During her doctoral studies in Dr. Uri Frank’s laboratory, she worked with the cnidarian model organism Hydractinia to identify the role of Nanos and Myc genes in stem cell lineage commitment and differentiation. In particular, Dr. Kanska found that Nanos plays a crucial role in neural cell fate determination, which was unknown prior to these studies. These results are highly relevant in the field of developmental biology, since the evolution of nervous system and mechanisms of maturation of neural progenitors remains poorly understood. For her studies on the Nanos gene, Dr. Kanska was awarded the Thomas Crawford Hayes Research Fund, as well as First Prize for best oral presentation in the “Regenerative Medicine” session at the Irish Young Life Scientists Symposium.

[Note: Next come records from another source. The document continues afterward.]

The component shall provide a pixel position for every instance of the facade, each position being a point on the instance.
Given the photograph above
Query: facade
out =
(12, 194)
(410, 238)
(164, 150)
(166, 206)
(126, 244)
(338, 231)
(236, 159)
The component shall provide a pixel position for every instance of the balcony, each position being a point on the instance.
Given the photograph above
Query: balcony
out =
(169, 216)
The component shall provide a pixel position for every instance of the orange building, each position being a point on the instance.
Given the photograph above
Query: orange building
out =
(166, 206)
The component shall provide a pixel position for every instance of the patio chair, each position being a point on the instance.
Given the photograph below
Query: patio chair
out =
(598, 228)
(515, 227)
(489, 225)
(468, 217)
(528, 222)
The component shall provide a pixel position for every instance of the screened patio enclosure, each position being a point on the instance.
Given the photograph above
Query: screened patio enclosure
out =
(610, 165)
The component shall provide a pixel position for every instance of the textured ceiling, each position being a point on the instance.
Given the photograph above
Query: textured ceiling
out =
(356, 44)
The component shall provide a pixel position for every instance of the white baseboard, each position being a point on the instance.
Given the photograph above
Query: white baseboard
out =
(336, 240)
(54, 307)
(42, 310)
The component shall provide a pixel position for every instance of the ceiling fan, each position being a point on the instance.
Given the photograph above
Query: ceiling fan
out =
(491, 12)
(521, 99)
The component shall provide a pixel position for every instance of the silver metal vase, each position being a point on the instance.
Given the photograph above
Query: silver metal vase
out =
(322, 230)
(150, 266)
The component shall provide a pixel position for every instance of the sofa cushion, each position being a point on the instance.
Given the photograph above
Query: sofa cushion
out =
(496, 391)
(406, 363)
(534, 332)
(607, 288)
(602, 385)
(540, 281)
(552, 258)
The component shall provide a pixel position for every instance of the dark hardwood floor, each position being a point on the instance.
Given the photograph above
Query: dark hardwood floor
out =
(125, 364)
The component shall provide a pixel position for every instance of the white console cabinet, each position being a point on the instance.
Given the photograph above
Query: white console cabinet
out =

During her postdoctoral training in the laboratory of Dr. Wolf R. Wiedemeyer at Cedars-Sinai Women's Cancer Program, Dr. Kanska studied the biology and vulnerabilities of the mesenchymal subtype of High Grade Serous Ovarian Cancer (HGSOC). Her research was focused on the role of ETV5, NNMT, and nutritional stress in the evolution, metastasis and drug resistance of HGSOC. Dr. Kanska’s work on the NNMT gene was recognized by the Marsha Rivkin Center for Ovarian Cancer Research and the American Association for Cancer Research on the 11th Biennial Ovarian Cancer Research Symposium, where Dr. Kanska was awarded the competitive Scholar-in Training Award. Currently, her work in Dr. Gayther’s laboratory is focused on modeling early genetic events contributing to oncogenic transformation of ovarian cancer precursor cells, as well as identifying targetable synthetic lethal genes for these genetic events. p53 mutation was found to be ubiquitously shared among all HGSOC patients, and thus, one of Dr. Kanska’s research projects focuses on identifying synthetic lethality for p53-mutant fallopian tube epithelial cells. Dr. Kanska believes that studying these ovarian cancer precursor models will allow her to find prophylactic targets in order to eliminate pre-cancerous p53-mutant cells before cancer arises. In her research, she is employing high-throughput CRISPR/Cas9 screens to functionally address these biological questions. Clinically, her studies provide a strong potential for development of novel and much needed therapeutic targets for HGSOC.